Back in the beginning of May, our elected representatives at Toronto City Hall got into a heated debate about tracking lobbyists. The city has a halfway decent system for tracking corporate lobbyists, it could definitely benefit from having more detail, but it’s easy to use and offers visibility into who’s trying to exert influence. That said, there’s a significant gap in reporting requirements- voters have almost zero visibility into the lobbying efforts of unions and NGOs.
Clr. Denzil Minnan-Wong introduced a motion that day calling for city staff to review implementing requirements for tracking the lobbying activities of unions and NGOs. Cllr. Paul Ainslie called the idea “ludicrous”, Cllr. Gord Perks used the word “absurd”, Clr. Mike Layton complained that “these organizations don’t have the resources” to log into a city website and spend the couple minutes it takes to make an entry. In the end, council watered down the request and removed NGOs.

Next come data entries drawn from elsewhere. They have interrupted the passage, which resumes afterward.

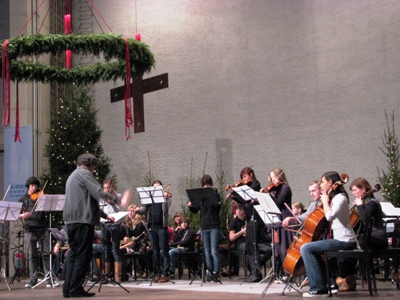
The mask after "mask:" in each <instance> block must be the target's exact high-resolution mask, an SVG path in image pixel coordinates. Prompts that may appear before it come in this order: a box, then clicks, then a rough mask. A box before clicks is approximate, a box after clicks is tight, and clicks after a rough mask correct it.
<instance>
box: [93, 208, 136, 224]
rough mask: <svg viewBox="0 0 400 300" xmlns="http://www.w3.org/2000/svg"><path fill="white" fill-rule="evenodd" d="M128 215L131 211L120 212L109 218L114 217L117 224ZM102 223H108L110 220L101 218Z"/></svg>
mask: <svg viewBox="0 0 400 300" xmlns="http://www.w3.org/2000/svg"><path fill="white" fill-rule="evenodd" d="M128 214H129V211H120V212H117V213H113V214H109V216H112V217H114V219H115V222H118V221H119V220H121V219H122V218H125V217H126V216H127V215H128ZM100 222H103V223H104V222H108V220H106V219H103V218H100Z"/></svg>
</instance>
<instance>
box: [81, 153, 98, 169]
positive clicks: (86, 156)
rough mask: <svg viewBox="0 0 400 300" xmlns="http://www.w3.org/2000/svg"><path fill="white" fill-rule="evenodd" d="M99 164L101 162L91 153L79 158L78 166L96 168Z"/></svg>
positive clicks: (81, 156) (85, 154)
mask: <svg viewBox="0 0 400 300" xmlns="http://www.w3.org/2000/svg"><path fill="white" fill-rule="evenodd" d="M98 163H99V160H98V159H97V157H96V156H94V155H93V154H90V153H85V154H81V155H79V157H78V161H77V163H76V164H77V165H78V167H79V166H82V165H84V166H86V167H95V166H97V164H98Z"/></svg>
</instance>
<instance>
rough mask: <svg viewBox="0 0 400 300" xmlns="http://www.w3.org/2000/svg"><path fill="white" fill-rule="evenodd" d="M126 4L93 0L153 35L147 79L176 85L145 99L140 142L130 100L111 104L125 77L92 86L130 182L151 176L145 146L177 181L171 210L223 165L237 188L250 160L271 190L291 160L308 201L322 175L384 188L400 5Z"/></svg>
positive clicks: (111, 145)
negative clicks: (326, 172) (277, 170)
mask: <svg viewBox="0 0 400 300" xmlns="http://www.w3.org/2000/svg"><path fill="white" fill-rule="evenodd" d="M117 2H118V3H117ZM117 2H114V1H107V0H98V1H96V2H95V5H96V7H97V8H98V10H99V11H100V12H101V13H102V14H103V16H104V17H105V19H106V21H107V23H108V24H109V25H110V27H111V28H112V30H113V32H114V33H115V34H119V35H122V36H124V37H134V34H135V32H136V31H140V32H141V33H142V41H143V42H144V43H146V44H147V45H149V47H150V49H151V50H152V52H153V53H154V55H155V59H156V68H155V69H154V70H153V71H152V72H151V74H149V75H146V76H145V77H148V76H154V75H158V74H162V73H166V72H167V73H168V74H169V85H170V86H169V88H168V89H164V90H161V91H157V92H153V93H150V94H146V95H145V96H144V102H145V104H144V107H145V132H144V133H141V134H137V135H132V137H133V140H130V141H126V140H124V106H123V102H119V103H115V104H111V103H110V99H109V90H110V89H111V88H113V87H115V86H120V85H121V84H122V82H121V81H120V82H116V83H105V84H96V85H95V87H94V95H95V99H96V106H97V108H98V109H99V119H98V120H99V124H100V125H101V127H102V129H103V146H104V150H105V152H106V154H107V155H108V156H109V157H110V158H111V159H112V161H111V163H112V164H113V171H114V172H115V173H116V174H117V175H118V182H119V190H123V189H125V188H131V189H135V188H136V187H138V186H142V185H143V184H144V174H145V173H146V172H148V171H149V160H148V153H149V154H150V162H151V170H152V172H153V173H154V174H155V175H156V177H157V178H159V179H161V180H162V181H163V183H164V185H167V184H171V188H170V190H171V192H172V193H173V196H174V197H173V200H174V202H173V207H172V209H171V211H172V212H173V211H175V210H179V209H180V205H181V203H186V194H185V189H186V182H187V180H188V179H189V178H190V176H191V174H192V177H194V178H196V179H197V178H199V177H201V176H202V174H203V170H204V169H205V172H206V173H208V174H210V175H212V176H213V177H214V178H216V173H218V172H219V170H220V168H221V165H222V169H223V170H224V171H230V173H229V176H228V178H227V182H226V183H234V182H236V181H237V180H238V179H239V173H240V170H241V169H242V168H243V167H244V166H252V167H253V168H254V170H255V172H256V175H257V177H258V178H259V180H260V181H261V185H262V186H267V185H268V182H267V176H268V173H269V171H270V170H272V169H274V168H277V167H279V168H282V169H284V170H285V172H286V175H287V177H288V180H289V183H290V185H291V187H292V189H293V201H302V202H303V203H308V201H309V199H310V197H309V195H308V190H307V187H308V183H309V182H310V181H311V180H313V179H319V177H320V176H321V175H322V174H323V173H324V172H325V171H329V170H336V171H338V172H339V173H347V174H349V176H350V180H352V179H355V178H356V177H359V176H363V177H366V178H367V179H368V180H369V181H370V182H371V183H372V184H375V182H376V178H377V170H376V168H377V167H379V168H385V167H386V163H385V156H384V155H383V154H382V153H381V151H380V150H379V147H380V146H382V137H383V133H384V130H385V128H386V120H385V115H384V112H385V110H387V111H388V113H389V114H391V112H392V111H393V110H395V113H396V126H397V128H398V126H399V123H400V114H399V112H400V110H399V108H400V107H399V106H400V105H399V99H398V98H399V96H398V95H399V91H400V85H399V84H398V80H399V78H400V76H399V75H400V74H399V73H400V57H399V55H398V48H399V46H400V39H399V31H398V28H400V24H399V23H400V18H399V13H400V2H398V1H395V0H385V1H383V0H380V1H379V0H376V1H361V0H352V1H348V0H339V1H336V0H335V1H296V0H279V1H277V0H275V1H266V0H252V1H247V0H222V1H221V0H207V1H184V0H169V1H157V0H148V1H137V2H136V1H128V0H119V1H117ZM135 3H136V4H135ZM136 16H137V18H136ZM102 27H103V28H105V26H103V25H102ZM94 31H95V32H100V28H96V26H94ZM134 201H135V202H137V198H136V197H135V200H134Z"/></svg>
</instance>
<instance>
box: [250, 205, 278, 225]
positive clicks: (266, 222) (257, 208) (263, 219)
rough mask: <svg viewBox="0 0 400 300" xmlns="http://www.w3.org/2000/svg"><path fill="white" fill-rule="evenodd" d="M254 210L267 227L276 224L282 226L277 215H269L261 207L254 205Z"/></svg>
mask: <svg viewBox="0 0 400 300" xmlns="http://www.w3.org/2000/svg"><path fill="white" fill-rule="evenodd" d="M254 209H255V210H256V211H257V213H258V214H259V215H260V217H261V219H262V220H263V222H264V224H265V225H269V224H274V225H280V224H281V223H282V222H281V220H280V219H279V218H278V216H277V215H276V214H267V213H266V212H265V211H264V209H263V208H262V207H261V205H254Z"/></svg>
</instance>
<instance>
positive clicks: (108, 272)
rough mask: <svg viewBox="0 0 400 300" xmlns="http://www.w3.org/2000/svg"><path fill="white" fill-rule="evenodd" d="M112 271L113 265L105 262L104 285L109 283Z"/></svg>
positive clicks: (104, 267)
mask: <svg viewBox="0 0 400 300" xmlns="http://www.w3.org/2000/svg"><path fill="white" fill-rule="evenodd" d="M110 270H111V263H110V262H105V263H104V280H103V284H107V283H108V275H109V274H110Z"/></svg>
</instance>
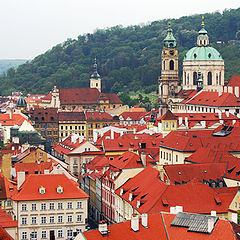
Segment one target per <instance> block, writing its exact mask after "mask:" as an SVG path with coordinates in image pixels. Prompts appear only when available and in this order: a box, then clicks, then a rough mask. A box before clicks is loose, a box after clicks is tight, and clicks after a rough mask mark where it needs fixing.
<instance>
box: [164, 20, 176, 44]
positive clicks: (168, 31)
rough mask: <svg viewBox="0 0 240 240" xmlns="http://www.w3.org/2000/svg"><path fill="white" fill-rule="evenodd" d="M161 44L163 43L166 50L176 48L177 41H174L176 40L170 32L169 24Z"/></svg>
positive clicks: (172, 32) (171, 29)
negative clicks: (165, 36) (162, 42)
mask: <svg viewBox="0 0 240 240" xmlns="http://www.w3.org/2000/svg"><path fill="white" fill-rule="evenodd" d="M163 42H164V47H167V48H172V47H176V45H177V41H176V38H175V37H174V36H173V32H172V28H171V25H170V23H169V27H168V30H167V36H166V37H165V39H164V40H163Z"/></svg>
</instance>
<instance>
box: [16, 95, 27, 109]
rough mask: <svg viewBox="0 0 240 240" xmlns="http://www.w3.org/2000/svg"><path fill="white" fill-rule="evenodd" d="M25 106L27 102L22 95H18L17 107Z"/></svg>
mask: <svg viewBox="0 0 240 240" xmlns="http://www.w3.org/2000/svg"><path fill="white" fill-rule="evenodd" d="M26 106H27V102H26V100H25V99H24V97H22V96H21V97H20V98H19V99H18V101H17V107H26Z"/></svg>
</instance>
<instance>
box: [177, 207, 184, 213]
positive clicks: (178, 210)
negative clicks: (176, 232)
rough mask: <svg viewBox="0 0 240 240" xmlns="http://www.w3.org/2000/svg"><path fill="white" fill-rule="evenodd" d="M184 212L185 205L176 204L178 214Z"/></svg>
mask: <svg viewBox="0 0 240 240" xmlns="http://www.w3.org/2000/svg"><path fill="white" fill-rule="evenodd" d="M179 212H183V206H176V214H178V213H179Z"/></svg>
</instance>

Compromise is important in city governance, but in this case, city council made a trade-off that’s guaranteed to fail. Unions and NGOs have a long history of working together as a team and funding each other’s initiatives- businesses use AstroTurf NGOs this way too. Yesterday I travelled to City Hall to see a live example of the former, an NGO claiming to represent TTC riders at large. But not all is as it appears on the surface, most of their supporters represent special interests- including the union representing TTC staff.